The source said Biden’s aides could consider a pact patterned on those with Japan and other Asian allies, under which the U.S. pledges military support but is less explicit about whether U.S. troops would be deployed. However, the source said some U.S. lawmakers might resist such a pact.

Another template, which would not need congressional approval, would be the agreement signed with Bahrain on Sept. 13, in which the U.S. pledged to “deter and confront any external aggression” but also said the two governments would consult to determine what, if any, action would be taken.

The source in Washington said Saudi Arabia could be designated a Major Non-NATO Ally, a step which had long been considered.
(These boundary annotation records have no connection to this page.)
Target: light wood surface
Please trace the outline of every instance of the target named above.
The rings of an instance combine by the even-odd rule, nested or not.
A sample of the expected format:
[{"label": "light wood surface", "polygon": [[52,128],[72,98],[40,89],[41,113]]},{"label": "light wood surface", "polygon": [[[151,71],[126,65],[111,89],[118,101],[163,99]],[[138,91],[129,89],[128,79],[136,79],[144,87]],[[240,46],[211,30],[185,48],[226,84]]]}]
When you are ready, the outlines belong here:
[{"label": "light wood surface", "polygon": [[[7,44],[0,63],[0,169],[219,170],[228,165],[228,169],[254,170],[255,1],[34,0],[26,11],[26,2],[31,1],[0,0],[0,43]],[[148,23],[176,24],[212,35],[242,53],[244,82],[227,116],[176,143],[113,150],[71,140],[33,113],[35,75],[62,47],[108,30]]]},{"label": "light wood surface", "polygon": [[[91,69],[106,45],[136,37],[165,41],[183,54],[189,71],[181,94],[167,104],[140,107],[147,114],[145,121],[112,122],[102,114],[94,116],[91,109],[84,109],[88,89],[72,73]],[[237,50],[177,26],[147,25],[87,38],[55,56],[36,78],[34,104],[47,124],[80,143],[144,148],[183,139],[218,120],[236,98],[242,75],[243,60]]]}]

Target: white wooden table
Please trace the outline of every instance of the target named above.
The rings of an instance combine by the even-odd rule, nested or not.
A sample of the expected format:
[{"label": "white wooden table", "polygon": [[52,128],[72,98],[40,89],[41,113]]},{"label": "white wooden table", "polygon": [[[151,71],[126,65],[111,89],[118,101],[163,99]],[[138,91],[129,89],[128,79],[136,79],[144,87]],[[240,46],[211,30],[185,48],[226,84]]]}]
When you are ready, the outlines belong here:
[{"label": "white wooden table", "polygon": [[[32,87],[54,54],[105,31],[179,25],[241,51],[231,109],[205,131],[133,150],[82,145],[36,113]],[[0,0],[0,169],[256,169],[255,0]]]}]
This status, which several Arab states such as Egypt have, comes with a range of benefits, such as training.

The second of the regional sources said Riyadh was compromising in some demands to help secure a deal, including over its plans for civilian nuclear technology. The source said Saudi Arabia was ready to sign Section 123 of the U.S. Atomic Energy Act, establishing a framework for U.S. peaceful nuclear cooperation, a move Riyadh previously refused to take.

The Gulf source said the kingdom was prepared to accept a pact that did not match a NATO Article 5 guarantee but said the U.S. had to commit to protecting Saudi Arabia if its territory was attacked. The source also said a deal could be similar to Bahrain’s agreement but with extra commitments.

‘LOTS OF WORK TO DO’

In response to emailed questions about details in this article, a U.S. State Department spokesperson said: “Many of the key elements of a pathway towards normalisation are now on the table and there is a broad understanding of those elements, which we will not discuss publicly.”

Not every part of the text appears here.